Corona 5
Nog niet eerder, meen ik, heeft mijn gezicht zich zo geroerd. Elk spiertje, elke cel, elke vezel laat zich in vol vermogen gelden. Elk haartje, waaiend voor m'n ogen, kriebelt me. Uit zichzelf wordt het niet rustig. Het is daarom dat ik niet kan voorkomen dat mijn handen het iedere vijf minuten even aan dienen te raken. Ik weet het, dat dat verboden is. Waarom, vraag ik mij dan ook af, doe ik toch altijd wat niet mag?
Corona 4
De euforie, die ik nog maar net vorige week voelde, over de nieuwe orde en structuur in het openbare leven, maakt vandaag plaats voor wrevel.
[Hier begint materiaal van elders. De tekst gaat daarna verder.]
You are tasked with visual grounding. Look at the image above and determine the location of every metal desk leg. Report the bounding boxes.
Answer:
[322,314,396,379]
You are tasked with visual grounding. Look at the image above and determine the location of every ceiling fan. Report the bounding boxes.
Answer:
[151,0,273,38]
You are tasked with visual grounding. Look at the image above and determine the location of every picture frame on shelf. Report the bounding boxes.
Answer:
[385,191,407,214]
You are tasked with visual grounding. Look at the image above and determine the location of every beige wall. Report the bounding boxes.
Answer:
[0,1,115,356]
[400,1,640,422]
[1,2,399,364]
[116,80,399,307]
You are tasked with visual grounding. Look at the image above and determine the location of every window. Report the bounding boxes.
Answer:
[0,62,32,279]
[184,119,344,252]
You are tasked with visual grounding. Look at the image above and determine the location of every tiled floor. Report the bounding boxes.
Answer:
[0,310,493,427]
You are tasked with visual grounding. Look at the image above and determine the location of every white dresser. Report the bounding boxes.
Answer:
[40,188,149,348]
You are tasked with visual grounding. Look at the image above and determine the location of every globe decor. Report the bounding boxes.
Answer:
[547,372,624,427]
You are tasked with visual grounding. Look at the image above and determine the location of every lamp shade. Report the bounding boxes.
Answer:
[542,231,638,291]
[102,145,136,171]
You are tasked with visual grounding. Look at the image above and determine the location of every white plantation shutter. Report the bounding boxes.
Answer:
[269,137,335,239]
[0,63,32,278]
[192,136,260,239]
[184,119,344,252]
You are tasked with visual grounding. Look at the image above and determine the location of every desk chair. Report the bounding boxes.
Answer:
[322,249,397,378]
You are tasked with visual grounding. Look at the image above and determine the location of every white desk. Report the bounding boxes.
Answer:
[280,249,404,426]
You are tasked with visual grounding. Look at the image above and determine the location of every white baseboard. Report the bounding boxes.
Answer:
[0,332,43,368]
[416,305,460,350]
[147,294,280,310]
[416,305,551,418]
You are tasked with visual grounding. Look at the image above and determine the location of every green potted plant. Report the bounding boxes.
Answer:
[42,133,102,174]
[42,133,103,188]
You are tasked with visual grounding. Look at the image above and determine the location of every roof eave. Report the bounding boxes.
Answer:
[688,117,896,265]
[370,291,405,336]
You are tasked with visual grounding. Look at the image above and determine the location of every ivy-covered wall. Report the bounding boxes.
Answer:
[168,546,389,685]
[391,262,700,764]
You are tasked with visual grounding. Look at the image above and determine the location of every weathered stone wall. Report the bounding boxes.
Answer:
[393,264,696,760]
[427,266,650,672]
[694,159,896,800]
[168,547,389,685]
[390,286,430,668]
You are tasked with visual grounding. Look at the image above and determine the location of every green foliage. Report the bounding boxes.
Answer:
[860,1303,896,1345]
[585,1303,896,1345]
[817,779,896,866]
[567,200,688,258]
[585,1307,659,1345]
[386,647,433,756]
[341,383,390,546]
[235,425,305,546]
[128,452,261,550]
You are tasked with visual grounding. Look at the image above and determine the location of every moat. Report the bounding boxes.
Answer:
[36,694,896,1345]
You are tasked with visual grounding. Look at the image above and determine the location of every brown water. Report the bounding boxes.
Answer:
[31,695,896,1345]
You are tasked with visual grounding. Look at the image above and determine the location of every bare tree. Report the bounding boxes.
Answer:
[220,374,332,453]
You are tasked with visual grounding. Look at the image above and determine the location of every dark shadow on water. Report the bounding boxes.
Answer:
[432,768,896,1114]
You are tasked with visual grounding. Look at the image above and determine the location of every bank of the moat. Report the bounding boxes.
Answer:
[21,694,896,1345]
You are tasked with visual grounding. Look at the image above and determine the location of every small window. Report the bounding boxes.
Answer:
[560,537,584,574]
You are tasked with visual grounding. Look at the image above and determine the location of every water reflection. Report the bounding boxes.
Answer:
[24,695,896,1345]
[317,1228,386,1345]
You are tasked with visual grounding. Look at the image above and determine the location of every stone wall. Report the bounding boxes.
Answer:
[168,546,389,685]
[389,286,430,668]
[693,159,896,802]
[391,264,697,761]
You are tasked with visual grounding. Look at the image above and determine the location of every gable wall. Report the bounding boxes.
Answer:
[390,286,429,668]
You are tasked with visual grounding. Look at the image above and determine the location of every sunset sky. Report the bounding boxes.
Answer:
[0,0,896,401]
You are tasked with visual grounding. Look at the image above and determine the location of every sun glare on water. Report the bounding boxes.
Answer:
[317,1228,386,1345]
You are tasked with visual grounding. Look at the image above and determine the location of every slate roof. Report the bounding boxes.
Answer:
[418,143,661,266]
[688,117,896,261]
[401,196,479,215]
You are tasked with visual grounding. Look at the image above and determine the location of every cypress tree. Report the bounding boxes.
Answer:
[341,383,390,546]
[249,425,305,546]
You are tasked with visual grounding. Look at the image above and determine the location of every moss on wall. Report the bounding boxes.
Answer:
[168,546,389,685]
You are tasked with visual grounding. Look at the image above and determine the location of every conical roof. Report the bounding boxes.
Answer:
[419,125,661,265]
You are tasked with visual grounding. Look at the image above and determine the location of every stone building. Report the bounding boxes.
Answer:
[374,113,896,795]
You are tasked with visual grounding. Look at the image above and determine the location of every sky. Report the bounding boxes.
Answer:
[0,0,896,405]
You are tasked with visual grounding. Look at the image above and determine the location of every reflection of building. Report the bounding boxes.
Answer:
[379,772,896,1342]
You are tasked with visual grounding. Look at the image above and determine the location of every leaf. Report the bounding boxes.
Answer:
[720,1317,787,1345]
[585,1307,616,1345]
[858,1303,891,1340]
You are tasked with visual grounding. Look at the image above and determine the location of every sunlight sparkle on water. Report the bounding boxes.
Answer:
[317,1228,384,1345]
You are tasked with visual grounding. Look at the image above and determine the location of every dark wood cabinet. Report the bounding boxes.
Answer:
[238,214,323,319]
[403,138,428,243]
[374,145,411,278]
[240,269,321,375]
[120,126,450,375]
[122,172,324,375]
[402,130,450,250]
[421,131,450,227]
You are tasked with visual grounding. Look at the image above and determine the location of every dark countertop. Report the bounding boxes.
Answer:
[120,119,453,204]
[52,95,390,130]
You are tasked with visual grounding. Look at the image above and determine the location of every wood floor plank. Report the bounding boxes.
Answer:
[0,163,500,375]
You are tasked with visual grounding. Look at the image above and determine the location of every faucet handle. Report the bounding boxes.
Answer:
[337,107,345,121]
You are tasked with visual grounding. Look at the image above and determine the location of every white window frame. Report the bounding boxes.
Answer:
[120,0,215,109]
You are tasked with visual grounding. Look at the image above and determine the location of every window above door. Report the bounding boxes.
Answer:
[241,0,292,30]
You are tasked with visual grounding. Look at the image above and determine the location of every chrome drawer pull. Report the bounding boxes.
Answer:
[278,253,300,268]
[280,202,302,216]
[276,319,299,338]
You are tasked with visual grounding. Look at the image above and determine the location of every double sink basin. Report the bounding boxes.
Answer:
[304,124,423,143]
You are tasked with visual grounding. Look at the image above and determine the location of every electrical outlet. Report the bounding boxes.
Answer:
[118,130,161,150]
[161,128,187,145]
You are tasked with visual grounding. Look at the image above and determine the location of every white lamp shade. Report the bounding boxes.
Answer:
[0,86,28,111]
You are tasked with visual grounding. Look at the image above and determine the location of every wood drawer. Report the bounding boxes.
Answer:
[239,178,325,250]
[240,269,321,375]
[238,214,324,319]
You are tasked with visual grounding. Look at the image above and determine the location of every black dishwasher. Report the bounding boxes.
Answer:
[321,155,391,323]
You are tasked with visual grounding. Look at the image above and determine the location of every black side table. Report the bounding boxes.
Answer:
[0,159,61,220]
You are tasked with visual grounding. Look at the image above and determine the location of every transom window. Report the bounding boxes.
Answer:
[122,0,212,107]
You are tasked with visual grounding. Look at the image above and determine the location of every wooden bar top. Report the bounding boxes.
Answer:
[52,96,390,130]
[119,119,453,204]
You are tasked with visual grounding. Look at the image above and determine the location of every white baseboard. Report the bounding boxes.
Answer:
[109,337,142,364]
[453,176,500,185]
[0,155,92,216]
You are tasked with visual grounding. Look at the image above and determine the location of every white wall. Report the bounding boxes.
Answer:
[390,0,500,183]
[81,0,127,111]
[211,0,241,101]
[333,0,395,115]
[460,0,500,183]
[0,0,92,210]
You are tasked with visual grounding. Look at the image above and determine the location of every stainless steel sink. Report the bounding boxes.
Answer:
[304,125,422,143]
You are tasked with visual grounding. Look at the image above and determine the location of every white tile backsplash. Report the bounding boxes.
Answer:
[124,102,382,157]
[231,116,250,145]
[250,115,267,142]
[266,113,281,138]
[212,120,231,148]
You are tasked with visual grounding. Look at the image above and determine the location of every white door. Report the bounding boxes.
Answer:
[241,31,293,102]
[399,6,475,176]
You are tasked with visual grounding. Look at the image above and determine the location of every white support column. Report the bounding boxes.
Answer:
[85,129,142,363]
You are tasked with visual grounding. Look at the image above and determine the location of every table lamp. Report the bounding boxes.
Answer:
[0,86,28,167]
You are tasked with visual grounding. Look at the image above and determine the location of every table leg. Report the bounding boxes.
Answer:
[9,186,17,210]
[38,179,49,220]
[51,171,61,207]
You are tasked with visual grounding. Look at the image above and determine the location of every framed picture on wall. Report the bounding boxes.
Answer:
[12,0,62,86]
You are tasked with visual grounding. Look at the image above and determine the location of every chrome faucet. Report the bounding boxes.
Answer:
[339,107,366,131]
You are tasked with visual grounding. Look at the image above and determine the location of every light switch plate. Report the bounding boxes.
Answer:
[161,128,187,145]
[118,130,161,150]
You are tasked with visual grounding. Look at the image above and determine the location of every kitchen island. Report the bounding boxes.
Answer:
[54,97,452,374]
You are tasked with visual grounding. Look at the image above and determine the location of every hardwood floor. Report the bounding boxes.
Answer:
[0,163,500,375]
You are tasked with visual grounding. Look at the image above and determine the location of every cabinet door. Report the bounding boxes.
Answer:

Wenkbrauwen worden opgetrokken, bij het zien van dit gebrek, aan hetgeen wat ik ontwikkeling noem.
Corona 3
Het schilderij wordt mij toegestuurd door een goede vriend. Het is met een bedoeling, dat hij dit doet. Ik kén zijn redenen. Het werk draagt namelijk mijn naam. Ook nodigt hij mij uit, de ontmoeting met de schilder ervan aan te gaan. Wat hij me niet voor het eerst zegt.